Several genetic features have also been identified as prognosis biomarkers of PC patients. In 2012, an association was suggested between the number of mutated oncogenes and survival [7]. Focusing on the 4 main oncogenic drivers in PC (KRAS, CDKN2A, SMAD4, and TP53), a statistically significant association was found between the number of altered genes (1 or 2 versus 3 or 4) and OS (p=0.041) in a cohort of 79 patients. It is worth noting that these genetic alterations are harbored by the vast majority of PC (> 90% for KRAS and CDKN2A, 75% for TP53 and 55% for SMAD4) [8, 9]. Nevertheless the prognostic impact of KRAS mutation remains a matter of debate. Recently, Bournet and colleagues did not find KRAS mutational status as an OS prognostic factor, even if KRAS codon 12 mutation was significantly associated with a worse prognosis [10]. Similarly, KRAS mutation was not associated with OS in another cohort of 178 PC patients [11].

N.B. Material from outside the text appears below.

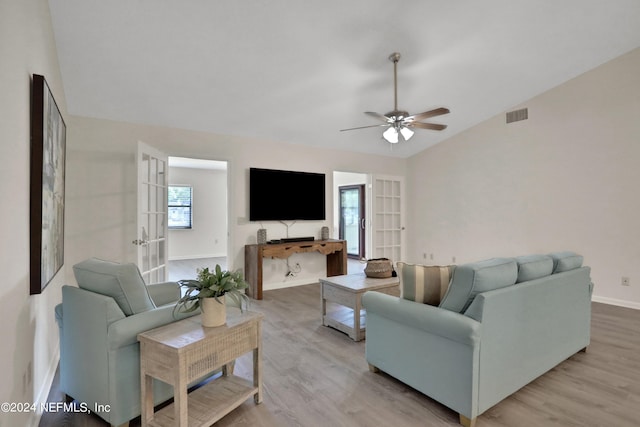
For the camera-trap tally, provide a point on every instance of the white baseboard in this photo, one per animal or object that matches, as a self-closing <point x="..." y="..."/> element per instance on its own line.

Interestingly KRAS wild-type status might be a predictive factor of response to EGFR inhibitors. In a phase IIb randomized trial evaluating first-line gemcitabine with or without nimotuzumab (a humanized monoclonal antibody acting like an EGFR inhibitor), 12-month OS rate was 53.8% versus 15.8% in the KRAS wild-type population (HR 0.32, 95%CI 0.13-0.84, p=0.026). It is worth noting that the proportion of KRAS wild-type patients in this study was surprisingly much higher than that usually described in literature (26.5% in the combination arm and 41.7% in the gemcitabine arm) [12]. This result suggests that EGFR inhibitors might be efficient in first-line treatment for KRAS wild-type advanced PC patients.

4. Conclusion

Our case report emphasizes the need to develop molecular approaches in the field of PC to predict the patients’ prognosis with more accuracy and to promote personalized therapeutic strategies.

Informed consent was obtained for this case report.

Conflicts of Interest

The authors declare that they have no conflicts of interest.

Authors’ Contributions

All authors contributed equally to the manuscript. Romain Cohen is the article guarantor.